Hong Kong protests put financial business at risk

Hong Kong protests put financial business at risk

Are Hong Kong’s protests necessary to get China and the world to listen to demands for a freer economy and democracy, or will they cause more damage to the city and its financial sector than the protesters can gain in return?

July marks 17 years since Hong Kong became a Chinese Special Administrative Region, and Hong Kong has undergone some major changes in that time. This year, the date that Hong Kong was passed from being a British colony to a Chinese Special Administrative Region was marked by pro-democracy protests in response to China’s increased control over Hong Kong’s elections.

Roughly 500,000 people participated in the pro-democracy rally organized by the Occupy group on the 1st of July through the main financial district, and 1,000 vowed to remain in the city center and occupy a street in the district. Following these threats, 500 people were arrested. Some of those arrested were charged with participating in an unauthorized assembly, as well as obstructing the police.

The main call has been for democracy, in line with universal suffrage. Beijing has agreed to electoral reforms, primarily regarding the election of Hong Kong’s Chief Executive (the highest political position in Hong Kong) by 2017, but is limiting the list of eligible candidates to ensure they are all “patriotic”.  In combination with the strong connection between business and politics, and its intertwined relations with the Chinese Communist Party, this ensures all candidates’ commitment to China and by extension the Chinese economic model.

The official terminology states that Hong Kong and China are “one country, two systems”, but protestors and Chinese administrators seem to have a different opinion on the definition of this terminology. Hong Kong is generally viewed as relatively independent, but China’s meddling is throwing this image into flux. This shift was further confirmed when China urged the United States to stop commenting on Hong Kong’s internal affairs, while stating that “the development of Hong Kong’s political system is China’s internal affair”, as quoted in Xinhua, China’s state news agency.

Increasing disgruntlement throughout Hong Kong will have serious consequences for both parties. Not only is the youth gradually becoming increasingly disillusioned with China and China’s policies, but business could be affected as a result of increasing social unrest and protest.

Various sources have complained that the Occupy movement and its protests are actually likely to cause more economic unrest in Hong Kong than Chinese policies. There are fears that Occupy will cause traffic jams, deter tourists, damage Hong Kong’s reputation as a world-class finance centre, scare off investors and damage relations with Beijing, potentially cutting off hand-outs from the Chinese government.

This is in line with what Hong Kong business tycoon and one of Asia’s wealthiest men, Li Ka-shing, warned of earlier this year. Protests in the financial district risk shutting down business in the financial sector. Spokespeople at the People’s Bank of China have agreed that protests are damaging – and that Hong Kong should appreciate it’s offshore yuan business, which adds up to 53 percent of the world’s share. Business tycoons and those with strong ties to China have denounced the city’s pro-democracy march, reminding Hong Kong of China’s influence and how much China has contributed to Hong Kong’s development as Asia’s main financial sector.

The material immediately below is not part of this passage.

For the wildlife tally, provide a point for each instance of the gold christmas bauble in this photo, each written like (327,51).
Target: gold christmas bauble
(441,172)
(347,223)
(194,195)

However, these circumstances do not make Hong Kong’s future path clear for its stakeholders – of which there are many throughout the world, especially in the Asian region. With its position in the global financial market, many depend on the booming financial sector and the closely connected real estate sector. The question on everyone’s mind is: Will Hong Kong head more towards a Chinese style economy, or will it satisfy Occupy group members and hold free elections by 2017?